This topic discusses the study process and shows you how to collect the data you need to determine the type of memory problems in your applications. This column does not cover how to actually fix your problems, but provides you with an in-depth analysis of the root cause of the problem.

First, we will briefly introduce the most practical performance counters that can be used to study hosting memory problems. Next we will introduce the tools commonly used in the research process, and then introduce a series of common managed memory problems and how to study these problems.

However, before you start, you should first familiarize yourself with some basic concepts:

  • Microsoft. NET Framework. For more information, see blogs.msdn.com/156626.aspx and blogs.msdn.com/234273.aspx.
  • WindowsThe working principle of the virtual memory in. This includes the concept of memory retention and memory allocation.
  • Use Windows debugging programs (windbg and CDB ).

 

Tools used

Before getting started, we should spend some time discussing some of the tools that are commonly used to diagnose memory-related problems.

Generally, You Want To Know performance counters first. With these counters, you can collect the necessary data to determine the exact location where the problem occurs. Although some other tools are worth noting, the most useful performance counters are the performance counters described on. NET Framework.

Here, we will use windbg, which is provided with the Windows debugging tool. The son of strike extension (SOS) provided in SOS. dll is used to debug managed code in windbg. After you start the debug program and attach it to a managed process (or load a Failover), you can load SOS. DLL by typing the following code:

.loadby sos mscorwks

If the application you are debugging uses different versions of mscorwks. DLL, the command cannot be executed, so you should find the mscorwks used by the application. the SOS. DLL, and then run the following command:

.load <path_to_sos>/sos.dll

SOS. dll is installed with the. NET Framework in the % WINDIR %/microsoft.net/framework/ <. Net version> directory. The SOS. dll extension provides a large number of useful commands for checking managed heaps. For documentation on all these commands, see SOS debugging extensions (SOS. dll ).

 

Windows Task Manager taskmgr.exe can easily detect memory usage that exceeds expectations and check the trend of some simple process indicators over a period of time. Note: taskmgr has two frequently-Misunderstood metrics: Mem usage (memory usage) and VM Size (virtual memory size ). Mem usage indicates the process working set (like the process/working set performance counter ). It does not indicate the number of bytes used. VM Size reflects the number of bytes used by the process (like the process/dedicated byte Performance Counter ). VM Size provides the first clue about whether you are faced with Memory leakage (If your application is leaked, the VM Size will increase over time.

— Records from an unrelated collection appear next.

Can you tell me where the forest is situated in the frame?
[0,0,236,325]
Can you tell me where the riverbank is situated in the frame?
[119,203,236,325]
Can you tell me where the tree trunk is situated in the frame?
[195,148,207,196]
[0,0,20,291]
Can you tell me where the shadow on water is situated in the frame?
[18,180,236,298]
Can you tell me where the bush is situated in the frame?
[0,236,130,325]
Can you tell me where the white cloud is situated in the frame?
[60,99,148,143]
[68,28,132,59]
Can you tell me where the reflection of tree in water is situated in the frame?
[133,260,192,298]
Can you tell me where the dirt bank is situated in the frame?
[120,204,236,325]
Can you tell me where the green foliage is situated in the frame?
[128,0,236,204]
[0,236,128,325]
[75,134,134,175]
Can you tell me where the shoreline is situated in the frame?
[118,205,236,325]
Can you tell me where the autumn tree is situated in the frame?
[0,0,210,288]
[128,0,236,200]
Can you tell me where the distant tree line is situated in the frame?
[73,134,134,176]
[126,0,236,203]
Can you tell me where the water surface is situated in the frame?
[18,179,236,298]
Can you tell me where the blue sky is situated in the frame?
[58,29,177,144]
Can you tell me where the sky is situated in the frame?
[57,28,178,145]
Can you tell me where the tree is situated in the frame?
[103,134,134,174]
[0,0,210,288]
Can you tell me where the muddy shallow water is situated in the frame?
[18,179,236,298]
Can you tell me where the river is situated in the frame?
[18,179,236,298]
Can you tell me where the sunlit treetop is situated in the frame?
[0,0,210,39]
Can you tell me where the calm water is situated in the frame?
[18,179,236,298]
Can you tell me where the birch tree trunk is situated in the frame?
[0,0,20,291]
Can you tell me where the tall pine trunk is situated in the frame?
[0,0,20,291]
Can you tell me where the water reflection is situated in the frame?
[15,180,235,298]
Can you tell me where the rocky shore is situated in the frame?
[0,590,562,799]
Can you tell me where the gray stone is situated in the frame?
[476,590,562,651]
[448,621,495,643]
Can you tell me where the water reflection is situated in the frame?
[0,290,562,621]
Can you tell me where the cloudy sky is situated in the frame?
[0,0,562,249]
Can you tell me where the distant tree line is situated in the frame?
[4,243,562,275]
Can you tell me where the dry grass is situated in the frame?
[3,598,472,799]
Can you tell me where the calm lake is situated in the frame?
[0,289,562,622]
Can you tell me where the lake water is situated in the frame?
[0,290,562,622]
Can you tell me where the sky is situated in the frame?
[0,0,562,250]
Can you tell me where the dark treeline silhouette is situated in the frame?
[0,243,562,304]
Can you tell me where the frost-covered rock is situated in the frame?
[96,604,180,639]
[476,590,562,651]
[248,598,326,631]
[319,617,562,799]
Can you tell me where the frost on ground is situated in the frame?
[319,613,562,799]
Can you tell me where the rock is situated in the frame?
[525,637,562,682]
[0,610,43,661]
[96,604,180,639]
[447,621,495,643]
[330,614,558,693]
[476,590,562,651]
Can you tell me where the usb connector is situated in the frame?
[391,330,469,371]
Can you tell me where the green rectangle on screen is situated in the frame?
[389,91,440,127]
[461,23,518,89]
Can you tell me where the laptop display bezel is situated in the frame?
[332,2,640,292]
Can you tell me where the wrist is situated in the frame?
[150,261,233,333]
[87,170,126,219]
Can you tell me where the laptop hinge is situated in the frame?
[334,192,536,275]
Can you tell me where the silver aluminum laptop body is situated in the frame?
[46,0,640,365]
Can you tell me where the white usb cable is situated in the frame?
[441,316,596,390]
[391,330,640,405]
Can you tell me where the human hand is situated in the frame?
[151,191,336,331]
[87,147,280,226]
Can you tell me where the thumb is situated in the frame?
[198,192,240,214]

Most of the research techniques described in this column depend on memory dump. There are two ways to use the debug program-you can attach it to a running process or use it to analyze the fault dump. The first method provides a direct view so that you can understand the running status of the application, but this technique is not always feasible.

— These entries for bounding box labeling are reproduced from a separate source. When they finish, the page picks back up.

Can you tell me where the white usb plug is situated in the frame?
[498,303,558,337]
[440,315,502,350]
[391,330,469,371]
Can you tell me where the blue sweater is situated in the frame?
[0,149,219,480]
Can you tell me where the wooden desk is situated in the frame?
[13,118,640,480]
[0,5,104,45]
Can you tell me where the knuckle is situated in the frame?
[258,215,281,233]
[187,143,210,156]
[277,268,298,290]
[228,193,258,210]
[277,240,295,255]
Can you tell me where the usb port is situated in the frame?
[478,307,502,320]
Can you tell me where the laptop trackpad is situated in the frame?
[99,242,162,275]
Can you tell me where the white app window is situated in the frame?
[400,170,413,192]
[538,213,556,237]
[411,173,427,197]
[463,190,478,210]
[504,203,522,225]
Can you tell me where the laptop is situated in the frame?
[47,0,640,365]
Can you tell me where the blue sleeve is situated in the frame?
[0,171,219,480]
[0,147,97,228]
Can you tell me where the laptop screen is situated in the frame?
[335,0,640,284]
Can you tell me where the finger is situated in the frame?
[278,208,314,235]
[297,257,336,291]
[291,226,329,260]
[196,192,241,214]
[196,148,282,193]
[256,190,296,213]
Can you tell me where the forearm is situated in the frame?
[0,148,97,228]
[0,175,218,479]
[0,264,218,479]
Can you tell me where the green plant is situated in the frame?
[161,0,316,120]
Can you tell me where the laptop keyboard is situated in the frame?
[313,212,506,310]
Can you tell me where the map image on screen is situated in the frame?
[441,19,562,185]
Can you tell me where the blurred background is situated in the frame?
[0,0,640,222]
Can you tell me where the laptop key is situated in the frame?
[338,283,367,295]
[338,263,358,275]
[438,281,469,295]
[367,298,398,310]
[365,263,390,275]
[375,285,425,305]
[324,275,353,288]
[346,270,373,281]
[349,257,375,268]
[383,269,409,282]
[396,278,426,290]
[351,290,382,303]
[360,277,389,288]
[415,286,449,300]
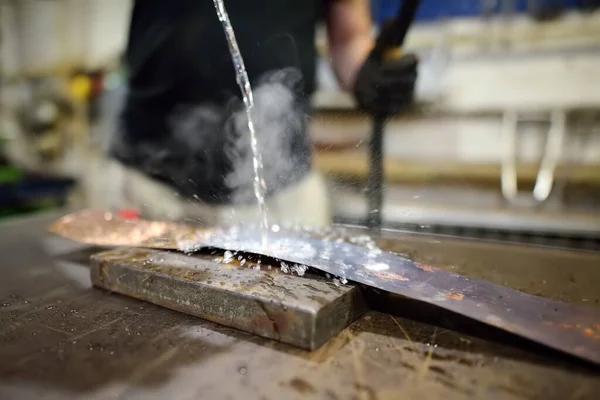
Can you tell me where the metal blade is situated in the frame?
[51,214,600,364]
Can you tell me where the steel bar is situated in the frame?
[50,212,600,364]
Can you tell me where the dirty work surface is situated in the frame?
[0,211,600,400]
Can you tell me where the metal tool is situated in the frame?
[50,211,600,364]
[367,0,420,230]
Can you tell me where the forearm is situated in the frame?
[326,0,374,90]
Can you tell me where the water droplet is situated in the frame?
[365,263,390,271]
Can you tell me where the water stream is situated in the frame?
[213,0,269,238]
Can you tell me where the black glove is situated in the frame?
[354,22,418,116]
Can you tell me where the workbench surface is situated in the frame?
[0,214,600,400]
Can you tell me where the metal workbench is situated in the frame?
[0,214,600,400]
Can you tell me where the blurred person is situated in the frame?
[99,0,417,226]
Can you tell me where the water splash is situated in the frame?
[213,0,269,241]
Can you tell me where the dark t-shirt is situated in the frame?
[111,0,321,204]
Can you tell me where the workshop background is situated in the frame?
[0,0,600,244]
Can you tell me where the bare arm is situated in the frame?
[325,0,374,90]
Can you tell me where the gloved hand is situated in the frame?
[354,22,418,116]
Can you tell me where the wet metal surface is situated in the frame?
[91,248,366,350]
[48,214,600,364]
[201,230,600,364]
[0,214,600,400]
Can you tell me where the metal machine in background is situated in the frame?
[313,1,600,244]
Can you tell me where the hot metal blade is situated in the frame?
[50,211,600,364]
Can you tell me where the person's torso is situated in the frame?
[126,0,321,107]
[111,0,322,204]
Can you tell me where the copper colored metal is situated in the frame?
[49,209,600,364]
[48,210,198,249]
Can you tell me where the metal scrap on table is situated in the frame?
[49,210,600,364]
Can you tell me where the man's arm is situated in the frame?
[325,0,374,90]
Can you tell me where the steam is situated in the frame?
[225,69,307,204]
[112,68,310,205]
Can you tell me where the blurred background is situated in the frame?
[0,0,600,249]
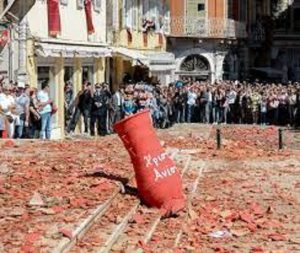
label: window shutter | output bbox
[77,0,84,9]
[60,0,68,5]
[93,0,102,12]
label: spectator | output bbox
[67,82,92,134]
[37,82,53,140]
[29,88,41,139]
[15,87,30,138]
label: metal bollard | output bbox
[278,128,283,150]
[217,129,221,149]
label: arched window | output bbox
[180,54,210,71]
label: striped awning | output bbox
[35,42,111,58]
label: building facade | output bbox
[167,0,247,82]
[270,0,300,82]
[107,0,175,89]
[9,0,111,138]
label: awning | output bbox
[35,42,111,58]
[252,67,283,78]
[112,47,149,65]
[0,0,36,23]
[48,0,61,36]
[113,47,176,72]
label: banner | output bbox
[84,0,95,34]
[48,0,61,36]
[0,29,9,48]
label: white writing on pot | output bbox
[144,153,168,167]
[144,153,176,182]
[154,166,176,182]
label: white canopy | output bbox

The memory dump has the advantage of analyzing the data collection phase from the actual problem research phase. If you want to diagnose a problem on a working server, it is easier to analyze the memory dump using different machines offline.

The. Dump/Ma dmpfile. dmp command in the debugging program can be used to create a full memory dump. Make sure that you always capture the full dump when studying memory issues because the small dump does not contain all the information you need.

The adplus tool (included in Windows debugging tools) is very helpful for collecting fault dump. For more information, see the bugslayer column of John Robbins since January 1, March 2005.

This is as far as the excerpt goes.